CAPMAS revealed in a statement that the biggest increase was in visitors from western Europe, rising by 31 percent, while Middle Eastern visitors came in second at 24.6 percent, followed by Eastern Europeans at 21.6 percent.
The number of tourist arrivals from Arab countries reached 197,900 during March 2017, compared to 151,200 last year, an increase of 30.9 percent.
Germany topped the list of countries sending tourists, increasing by 43.9 percent, while in the Middle East, Saudi Arabia was on top, rising by 37. 6 percent.
During the first quarter of 2017, from January to March, the number of tourists visiting Egypt rose by 51 percent, compared to the same period last year, an official source at the tourism ministry told Ahram Online in late April.

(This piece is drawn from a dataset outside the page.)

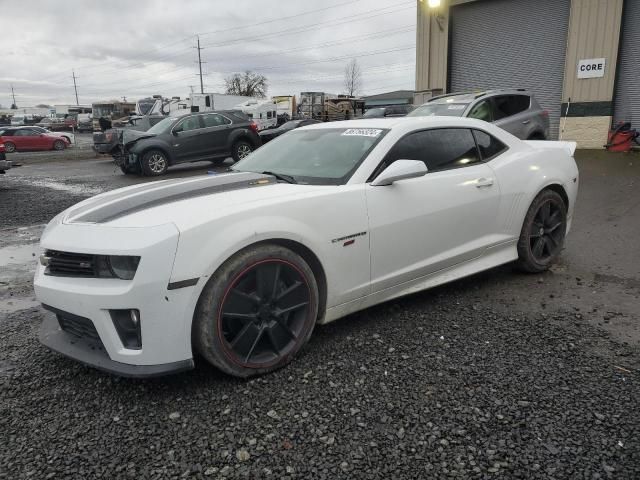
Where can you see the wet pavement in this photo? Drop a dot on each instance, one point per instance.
(499, 374)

In early May, a source at the tourism ministry told Ahram Online that Egypt saw $1.6 billion in tourism revenues from around 1.7 million tourists who visited the country in the first three months of 2017, compared to around 1.2 million tourists in same period last year.
The country's tourism receipts recorded around $1.5 billion in revenues from January to March last year.
Egypt's tourism industry has been suffering since a Russian passenger jet crashed in Sinai in October 2015, killing all 224 people on board, most of them holidaymakers.
Since the deadly incident, Russia, which was the number-one source of tourists visiting Egypt, suspended flights to the country pending the implementation of tighter security measures at all Egyptian airports.
Egypt's revenues from tourism dropped to $3.4 billion in 2016, a 44.3 percent decline from the previous year, the Central Bank of Egypt said in January. The figure is a far cry from the $11 billion in revenues generated by the sector in 2010, when 14.7 million tourists visited the country.